The Lothars

From the December 23-29, 1998 edition of the New York Press.

MEET THE LOTHARS

The Lothars
Camera Obscura

It's easy to loathe the Lothars. This band from Boston has the mark of "side project" written all over it. You know, in indie rock nobody's ever in just one band: Even members of big indie-gone-corporate groups like Yo La Tengo and Sonic Youth slum in various (and meaningless) side projects just to satisfy creative urges that can't be contained within the main group at large. Often these are vanity projects that consist of strictly masturbatory avant-garde excess that no label in its right mind would release --- unless it happened to be owned by, say, Thurston Moore.

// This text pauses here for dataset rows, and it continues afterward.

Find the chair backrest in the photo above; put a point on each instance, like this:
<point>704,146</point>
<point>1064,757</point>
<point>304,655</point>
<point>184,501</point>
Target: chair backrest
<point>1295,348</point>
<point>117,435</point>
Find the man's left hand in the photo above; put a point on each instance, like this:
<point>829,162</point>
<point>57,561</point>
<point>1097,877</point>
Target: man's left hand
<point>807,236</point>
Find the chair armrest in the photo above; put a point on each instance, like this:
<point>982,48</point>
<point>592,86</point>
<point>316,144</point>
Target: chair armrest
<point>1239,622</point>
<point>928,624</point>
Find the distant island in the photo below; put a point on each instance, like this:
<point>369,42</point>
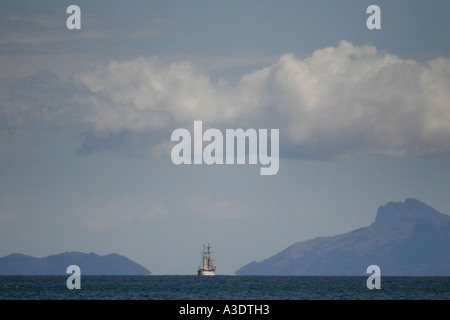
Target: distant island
<point>89,263</point>
<point>407,238</point>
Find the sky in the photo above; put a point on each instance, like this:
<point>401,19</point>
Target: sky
<point>86,117</point>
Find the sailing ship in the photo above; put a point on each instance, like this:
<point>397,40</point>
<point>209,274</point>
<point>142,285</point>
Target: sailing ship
<point>207,268</point>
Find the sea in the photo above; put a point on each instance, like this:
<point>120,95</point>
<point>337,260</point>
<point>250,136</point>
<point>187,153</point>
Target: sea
<point>223,287</point>
<point>223,297</point>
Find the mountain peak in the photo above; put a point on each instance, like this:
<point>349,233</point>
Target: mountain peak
<point>411,209</point>
<point>407,238</point>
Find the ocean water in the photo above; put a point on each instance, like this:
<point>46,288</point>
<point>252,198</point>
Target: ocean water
<point>155,287</point>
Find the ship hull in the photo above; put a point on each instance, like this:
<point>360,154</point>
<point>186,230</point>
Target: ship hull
<point>202,272</point>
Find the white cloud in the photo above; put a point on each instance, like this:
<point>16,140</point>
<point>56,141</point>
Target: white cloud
<point>340,102</point>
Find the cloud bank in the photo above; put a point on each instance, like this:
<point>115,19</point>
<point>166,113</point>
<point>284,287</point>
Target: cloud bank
<point>340,102</point>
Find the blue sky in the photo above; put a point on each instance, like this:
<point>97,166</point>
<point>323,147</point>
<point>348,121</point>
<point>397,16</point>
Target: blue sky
<point>86,117</point>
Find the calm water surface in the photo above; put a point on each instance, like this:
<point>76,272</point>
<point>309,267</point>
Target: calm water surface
<point>223,288</point>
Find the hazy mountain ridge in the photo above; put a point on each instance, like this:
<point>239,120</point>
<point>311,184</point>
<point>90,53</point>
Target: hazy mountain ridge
<point>89,263</point>
<point>409,238</point>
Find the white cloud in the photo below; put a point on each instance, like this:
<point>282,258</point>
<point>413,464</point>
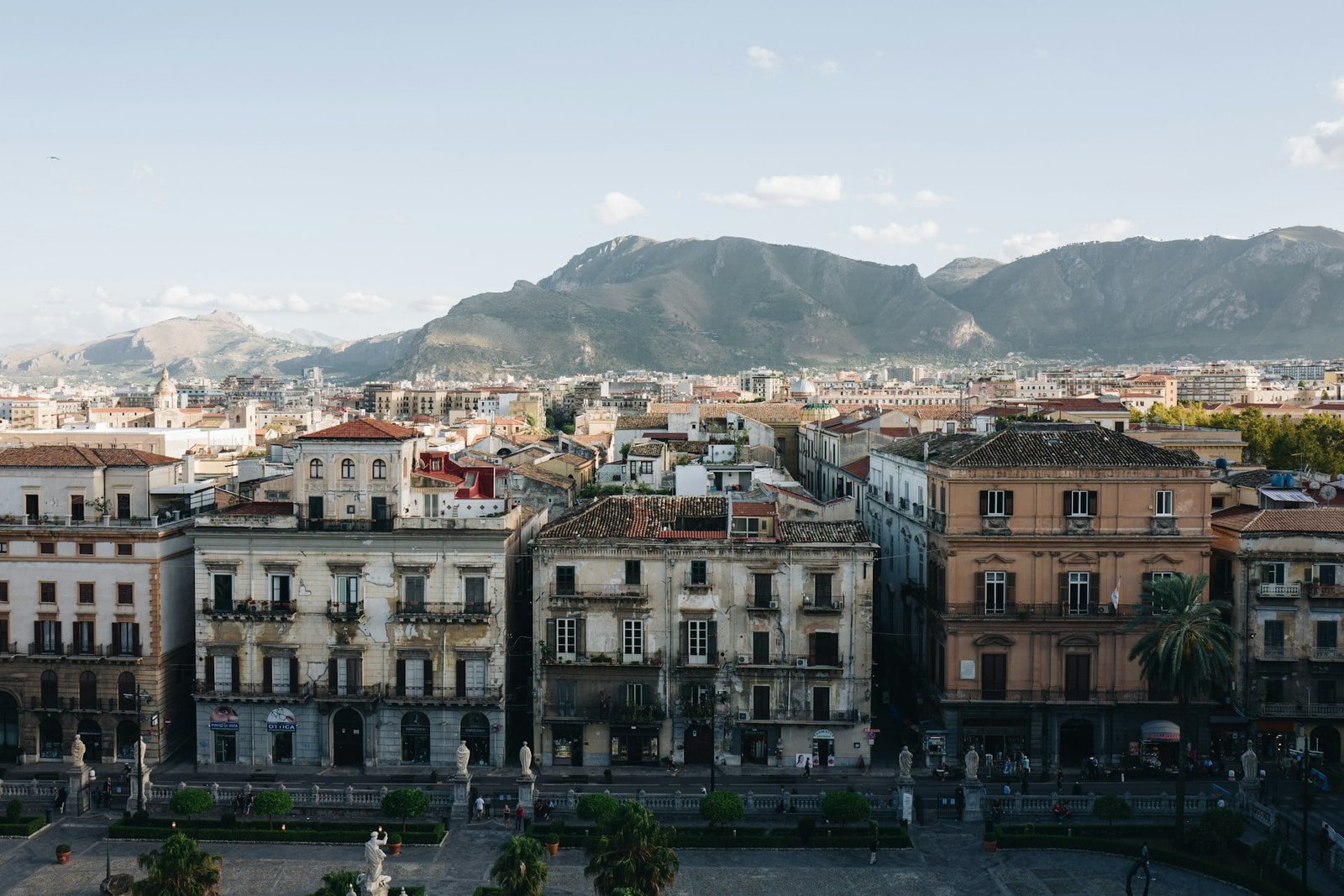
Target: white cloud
<point>1021,244</point>
<point>617,207</point>
<point>785,190</point>
<point>763,58</point>
<point>895,234</point>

In the case of the Lothars, even the parent groups aren't exactly marquee items (unless you think Kris Thompson and Brendon Quinn's prog-and-paisley outfit Abunai! is really the second coming of the Strawberry Alarm Clock). Nevertheless, they're mainstays of the loft-party scene in Boston, and the concept is, at first glance, an interesting one: a band consisting of three theremin players and a guitarist. A novelty act at best, but one that fits right in with the prog-/space-rock phenomenon (a pretentious bunch of fuckers if there ever was one).

Now, I've never heard Lothar & the Hand People, the 60s band the Lothars stole their name from, nor have I seen that documentary that was popular a few years ago about Leon Theremin and his invention, which emits its whooping-cough noise when some fool stands in front of it and waves his arms around. Which is just what the Lothars do, ad infinitem. No wonder the original Lothar & the Hand People were reputedly aghast at the whole concept. Supposedly you couldn't even hear the theremin on the Hand People's recordings anyway, whereas with the Lothars, all you hear is theremin with sometimes a few thumps of a Moe Tucker-like drum and Ramona Herboldsheimer's electic guitar, which is probably the saving grace of the whole affair. On "Sad Song," a heavily distorted guitar leads the way into almost-rocking territory while all those goddamn whistling theremins keep making fire-engine noises in the background. This is "head music" for creeps who don't even take drugs (which is what bugs me about all this Tortoise/Bardo Pond prog-rock bullshit). No --- this is music for librarians. Intense at times, but for the most part a perfect example of the irrelevance of the whole indie-rock scene now that there is no new ground to be broken and everything comes down to a pretentious "experiment" aimed at a small handful of hip and well-educated dilettantes. Psychedelic my ass --- I dropped the acid an hour ago and still can't wait to get into the Bikini Kill.